Archiv

Londons neuer Bürgermeister
Aus dem Sozialbau ins Rathaus

Ein bisschen klingt die Lebensgeschichte des neuen Londoner Bürgermeisters Sadiq Khan wie das Märchen vom Tellerwäscher, der Millionär wurde. Khan kommt aus kleinen Verhältnissen und ist der erste Muslim, der eine europäische Metropole regiert.

Von Gabi Biesinger |
    Sadiq Kahn mit seiner Frau Saadiya vor einem Wahllokal in London
    Sadiq Khan wurde zum neuen Londoner Bürgermeister gewählt. (picture alliance / dpa / Hannah Mckay)
    Als Sadiq Khan vor acht Monaten nach einer innerparteilichen Stichwahl erfuhr, dass er als Kandidat der Labour-Party ins Rennen ums Londoner Rathaus geschickt würde, war er demütig – und sehr gerührt: Er hätte sich nie träumen lassen, so weit zu kommen.

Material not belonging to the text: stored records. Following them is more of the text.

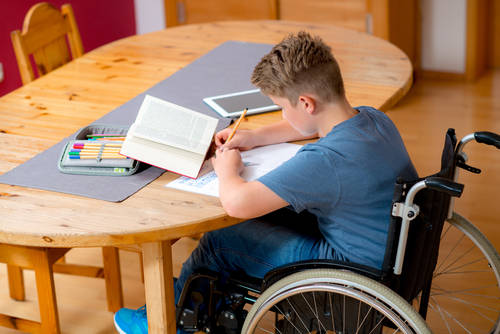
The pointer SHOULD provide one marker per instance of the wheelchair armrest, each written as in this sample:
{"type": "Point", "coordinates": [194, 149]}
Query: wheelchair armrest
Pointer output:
{"type": "Point", "coordinates": [444, 185]}
{"type": "Point", "coordinates": [278, 273]}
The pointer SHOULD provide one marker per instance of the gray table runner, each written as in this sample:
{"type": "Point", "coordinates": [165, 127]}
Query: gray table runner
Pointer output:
{"type": "Point", "coordinates": [225, 69]}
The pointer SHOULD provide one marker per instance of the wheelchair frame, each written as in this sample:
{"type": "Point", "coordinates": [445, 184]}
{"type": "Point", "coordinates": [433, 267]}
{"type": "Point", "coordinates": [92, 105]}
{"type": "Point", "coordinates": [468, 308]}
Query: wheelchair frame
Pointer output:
{"type": "Point", "coordinates": [358, 284]}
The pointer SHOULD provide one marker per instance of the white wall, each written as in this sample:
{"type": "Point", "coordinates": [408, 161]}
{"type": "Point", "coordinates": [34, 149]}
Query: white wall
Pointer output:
{"type": "Point", "coordinates": [149, 15]}
{"type": "Point", "coordinates": [443, 35]}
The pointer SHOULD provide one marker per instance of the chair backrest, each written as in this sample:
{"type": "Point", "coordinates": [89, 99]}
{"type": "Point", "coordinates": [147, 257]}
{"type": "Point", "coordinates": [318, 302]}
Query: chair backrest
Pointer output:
{"type": "Point", "coordinates": [425, 230]}
{"type": "Point", "coordinates": [195, 11]}
{"type": "Point", "coordinates": [50, 36]}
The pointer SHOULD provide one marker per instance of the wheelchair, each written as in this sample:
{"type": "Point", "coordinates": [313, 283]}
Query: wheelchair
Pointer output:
{"type": "Point", "coordinates": [440, 275]}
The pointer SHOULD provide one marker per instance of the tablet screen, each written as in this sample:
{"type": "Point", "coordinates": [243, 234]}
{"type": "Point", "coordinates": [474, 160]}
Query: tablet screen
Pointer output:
{"type": "Point", "coordinates": [231, 105]}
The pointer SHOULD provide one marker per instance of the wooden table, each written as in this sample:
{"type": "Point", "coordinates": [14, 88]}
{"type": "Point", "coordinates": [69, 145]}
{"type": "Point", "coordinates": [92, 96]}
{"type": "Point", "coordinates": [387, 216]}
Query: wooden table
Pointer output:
{"type": "Point", "coordinates": [45, 111]}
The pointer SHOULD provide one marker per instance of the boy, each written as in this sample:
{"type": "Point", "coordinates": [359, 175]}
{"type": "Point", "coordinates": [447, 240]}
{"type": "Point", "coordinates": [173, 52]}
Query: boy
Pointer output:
{"type": "Point", "coordinates": [344, 181]}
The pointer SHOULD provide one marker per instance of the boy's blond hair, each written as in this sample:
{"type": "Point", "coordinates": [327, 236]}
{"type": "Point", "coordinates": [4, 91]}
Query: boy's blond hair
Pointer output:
{"type": "Point", "coordinates": [300, 64]}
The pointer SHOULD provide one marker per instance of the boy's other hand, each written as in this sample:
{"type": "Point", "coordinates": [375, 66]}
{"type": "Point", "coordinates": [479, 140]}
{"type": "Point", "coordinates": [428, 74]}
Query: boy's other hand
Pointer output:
{"type": "Point", "coordinates": [242, 139]}
{"type": "Point", "coordinates": [227, 162]}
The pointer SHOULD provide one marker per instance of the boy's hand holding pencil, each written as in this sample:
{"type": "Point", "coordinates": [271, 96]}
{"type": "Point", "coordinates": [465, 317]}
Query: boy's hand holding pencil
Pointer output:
{"type": "Point", "coordinates": [235, 138]}
{"type": "Point", "coordinates": [227, 158]}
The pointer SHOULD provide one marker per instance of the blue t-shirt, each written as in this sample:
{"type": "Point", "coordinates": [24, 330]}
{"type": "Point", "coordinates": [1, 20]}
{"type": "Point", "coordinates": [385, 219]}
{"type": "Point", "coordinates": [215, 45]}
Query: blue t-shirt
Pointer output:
{"type": "Point", "coordinates": [347, 180]}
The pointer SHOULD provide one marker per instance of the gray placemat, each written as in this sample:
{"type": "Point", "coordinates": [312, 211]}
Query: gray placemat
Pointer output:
{"type": "Point", "coordinates": [225, 69]}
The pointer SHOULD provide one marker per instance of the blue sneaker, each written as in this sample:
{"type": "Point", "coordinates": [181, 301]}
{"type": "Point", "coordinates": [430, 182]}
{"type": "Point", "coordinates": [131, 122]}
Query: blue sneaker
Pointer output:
{"type": "Point", "coordinates": [129, 321]}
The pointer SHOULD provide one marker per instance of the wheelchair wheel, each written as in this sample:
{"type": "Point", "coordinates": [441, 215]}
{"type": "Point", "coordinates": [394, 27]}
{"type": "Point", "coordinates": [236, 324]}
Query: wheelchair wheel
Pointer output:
{"type": "Point", "coordinates": [465, 290]}
{"type": "Point", "coordinates": [331, 301]}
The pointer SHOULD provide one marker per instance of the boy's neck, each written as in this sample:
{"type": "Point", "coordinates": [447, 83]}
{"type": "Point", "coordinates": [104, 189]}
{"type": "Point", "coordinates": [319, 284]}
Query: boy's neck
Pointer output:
{"type": "Point", "coordinates": [334, 114]}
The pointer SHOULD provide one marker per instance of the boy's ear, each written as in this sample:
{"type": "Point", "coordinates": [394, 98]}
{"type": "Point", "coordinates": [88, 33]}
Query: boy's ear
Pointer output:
{"type": "Point", "coordinates": [308, 103]}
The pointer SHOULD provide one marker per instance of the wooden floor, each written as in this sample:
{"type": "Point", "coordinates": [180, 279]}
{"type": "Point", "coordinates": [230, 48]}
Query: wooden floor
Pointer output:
{"type": "Point", "coordinates": [422, 117]}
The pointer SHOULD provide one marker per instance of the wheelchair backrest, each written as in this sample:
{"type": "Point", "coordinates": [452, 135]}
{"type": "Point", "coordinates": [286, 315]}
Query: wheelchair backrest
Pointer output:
{"type": "Point", "coordinates": [425, 230]}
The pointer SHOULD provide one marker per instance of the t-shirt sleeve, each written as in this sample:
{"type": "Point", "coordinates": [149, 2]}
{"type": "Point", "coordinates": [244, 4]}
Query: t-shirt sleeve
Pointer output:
{"type": "Point", "coordinates": [306, 181]}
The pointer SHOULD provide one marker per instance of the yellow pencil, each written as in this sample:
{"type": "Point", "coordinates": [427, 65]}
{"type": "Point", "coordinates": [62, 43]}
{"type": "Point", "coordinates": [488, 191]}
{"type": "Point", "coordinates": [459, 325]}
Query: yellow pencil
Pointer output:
{"type": "Point", "coordinates": [237, 125]}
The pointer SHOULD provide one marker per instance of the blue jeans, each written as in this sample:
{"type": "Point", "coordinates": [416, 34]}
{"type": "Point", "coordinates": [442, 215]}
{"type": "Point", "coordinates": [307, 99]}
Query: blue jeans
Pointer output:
{"type": "Point", "coordinates": [258, 245]}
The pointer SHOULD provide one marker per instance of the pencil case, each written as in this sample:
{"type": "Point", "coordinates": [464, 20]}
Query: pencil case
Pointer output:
{"type": "Point", "coordinates": [87, 156]}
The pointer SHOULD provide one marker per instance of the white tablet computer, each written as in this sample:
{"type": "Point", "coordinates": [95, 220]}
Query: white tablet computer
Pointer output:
{"type": "Point", "coordinates": [232, 105]}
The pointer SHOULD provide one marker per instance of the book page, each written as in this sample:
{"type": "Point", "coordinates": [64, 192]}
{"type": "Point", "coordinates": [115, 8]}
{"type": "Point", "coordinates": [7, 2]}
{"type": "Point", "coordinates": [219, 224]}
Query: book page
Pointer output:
{"type": "Point", "coordinates": [164, 156]}
{"type": "Point", "coordinates": [258, 162]}
{"type": "Point", "coordinates": [166, 123]}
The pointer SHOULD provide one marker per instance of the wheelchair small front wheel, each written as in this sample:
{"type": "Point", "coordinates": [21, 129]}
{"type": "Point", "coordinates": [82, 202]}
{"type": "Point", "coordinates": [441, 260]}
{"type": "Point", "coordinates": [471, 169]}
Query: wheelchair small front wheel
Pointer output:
{"type": "Point", "coordinates": [331, 301]}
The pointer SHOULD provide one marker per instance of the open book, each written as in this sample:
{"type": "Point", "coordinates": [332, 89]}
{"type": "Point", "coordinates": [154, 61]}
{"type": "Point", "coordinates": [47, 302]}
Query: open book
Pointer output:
{"type": "Point", "coordinates": [170, 137]}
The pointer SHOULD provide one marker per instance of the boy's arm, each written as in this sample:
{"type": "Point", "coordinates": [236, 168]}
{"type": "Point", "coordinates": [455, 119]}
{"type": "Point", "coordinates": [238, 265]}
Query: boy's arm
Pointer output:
{"type": "Point", "coordinates": [279, 132]}
{"type": "Point", "coordinates": [238, 197]}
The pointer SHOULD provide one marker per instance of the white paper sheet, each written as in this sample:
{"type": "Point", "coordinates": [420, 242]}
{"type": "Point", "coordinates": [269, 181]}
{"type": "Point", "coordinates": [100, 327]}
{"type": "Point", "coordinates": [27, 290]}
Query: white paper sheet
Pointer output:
{"type": "Point", "coordinates": [258, 162]}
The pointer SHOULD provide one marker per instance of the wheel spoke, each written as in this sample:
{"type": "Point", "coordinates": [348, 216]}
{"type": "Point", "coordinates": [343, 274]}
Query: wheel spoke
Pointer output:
{"type": "Point", "coordinates": [331, 311]}
{"type": "Point", "coordinates": [315, 314]}
{"type": "Point", "coordinates": [459, 257]}
{"type": "Point", "coordinates": [438, 267]}
{"type": "Point", "coordinates": [441, 314]}
{"type": "Point", "coordinates": [364, 319]}
{"type": "Point", "coordinates": [298, 315]}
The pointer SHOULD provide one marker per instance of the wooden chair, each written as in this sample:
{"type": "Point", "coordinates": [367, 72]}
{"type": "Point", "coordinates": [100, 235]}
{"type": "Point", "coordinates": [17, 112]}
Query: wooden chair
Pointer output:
{"type": "Point", "coordinates": [194, 11]}
{"type": "Point", "coordinates": [52, 38]}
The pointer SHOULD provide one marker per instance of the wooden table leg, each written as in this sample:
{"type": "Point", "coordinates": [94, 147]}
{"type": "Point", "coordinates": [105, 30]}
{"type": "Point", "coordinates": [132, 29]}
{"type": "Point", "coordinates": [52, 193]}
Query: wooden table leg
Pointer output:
{"type": "Point", "coordinates": [16, 282]}
{"type": "Point", "coordinates": [159, 286]}
{"type": "Point", "coordinates": [112, 276]}
{"type": "Point", "coordinates": [46, 292]}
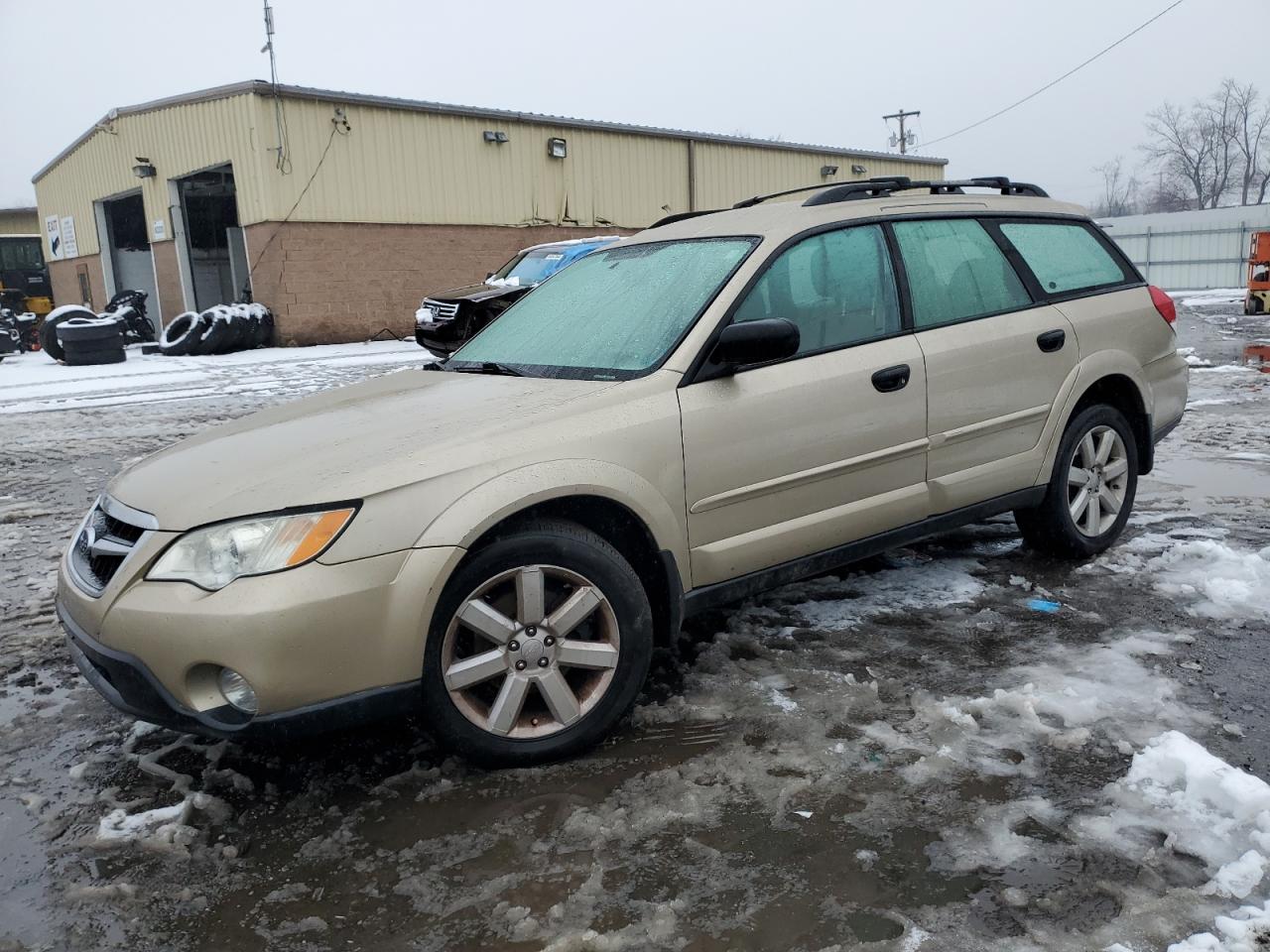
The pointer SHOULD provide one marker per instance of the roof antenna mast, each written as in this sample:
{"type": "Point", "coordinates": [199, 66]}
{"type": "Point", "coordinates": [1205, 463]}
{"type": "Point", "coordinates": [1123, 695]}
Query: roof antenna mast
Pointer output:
{"type": "Point", "coordinates": [284, 162]}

Wie viele andere Londoner auch verdanke er der Stadt einfach alles.
    1970 kam Khan in London zur Welt, seine Eltern waren erst kurz vorher aus Pakistan eingewandert. Mit sieben Geschwistern wuchs Khan in einer Sozialwohnung im Multikulti-Stadtteil Tooting auf, trat mit 15 Jahren in die Labour-Party ein. Sein Vater arbeitete als Busfahrer, seine Mutter als Näherin. Als Schüler wollte Khan eigentlich Zahnarzt werden. Ein Lehrer entdeckte aber, wie gut er argumentieren und reden konnte, und überzeugte ihn von einem Jura-Studium. Ein Aufstieg wie im Bilderbuch:
    "Diese Stadt hat meiner Familie, meinen Geschwistern und mir so viele Chancen eröffnet. Eine erschwingliche Wohnung, gute öffentliche Schulbildung, und den Unibesuch gemäß unserer Fähigkeiten und nicht gemäß unserer finanziellen Mittel."
    Vertreter eines modernen Islams
    Nach dem Studium arbeitete Khan als Rechtsanwalt für die britische Menschenrechtsgruppe Liberty, bevor er Politiker wurde. 2008 wurde er in der Regierung Blair erster musilimischer Minister in Großbritannien. Seine Frau Saadiya ist ebenfalls Anwältin, die beiden haben zwei Töchtern im Teenageralter. Khan vertritt einen modernen, aufgeschlossenen Islam. Es freue sich sehr, dass seine Mädchen in einer aufgeschlossenen Gesellschaft aufwachsen dürfen und anziehen können, was sie wollen, erzählte Khan kürzlich in einem Zeitungsinterview. Er unterstützte die Gleichstellung der Homoehe und erinnert sich, dass er 2005 vor seiner eigenen Moschee bedroht wurde, als er erstmals ins britische Unterhaus einzog:
    "Extremisten warfen mir vor, das göttliche Recht zu missachten, indem ich mich menschengemachten Gesetzen unterwarf."
    Schmutzkampagne gegen Khan ging nach hinten los
    Umso erstaunlicher, dass die konservative Konkurrenz in den letzten Tagen des Wahlkampfs ums Londoner Rathaus versuchte, Khan mit einer Schmutzkampagne in die Nähe von Extremisten zu rücken. Der Wahlausgang zeigt, dass das nicht geklappt hat. Im Gegenteil, was für ein große politischer Triumph freut sich Khans Parteifreund, der Abgeordnete David Lamy:
    "Das ist das erste Mal, dass ein Vertreter einer ethnischen Minderheit aus dem Parlament von Millionen Wählern, in einer der wichtigsten Hauptstädte der Welt, ein solches Mandat erhält. Er ist Muslim in einer Zeit, in der immer die Gefahr des Fundamentalismus heraufbeschworen wird. Was für eine eindrucksvoller Sieg, das Ergebnis macht mich froh, Brite zu sein."
    Die die ihn gewählt haben wünschen sich nun, dass er die Probleme auf dem überteuerten Wohnungsmarkt in den Griff kriegt, den öffentlichen Nahverkehr verbessert und den Umweltschutz in London verstärkt.
    "Guter Typ. Ich hoffe er sorgt für mehr Gerechtigkeit und schaut auf die kleinen Leute und nicht nur die Reichen."
    Genau das verspricht Khan: Er möchte Bürgermeister für alle Londoner sein und die Stadt wieder einen. Und noch ein Versprechen gibt er: Er wolle immer ordentlich gekämmt auftreten. Ein kleiner Seitenhieb gegen seinen Vorgänger Boris Johnson von den Konservativen, dessen Markenzeichen sein verwuschelter Blondschopf war.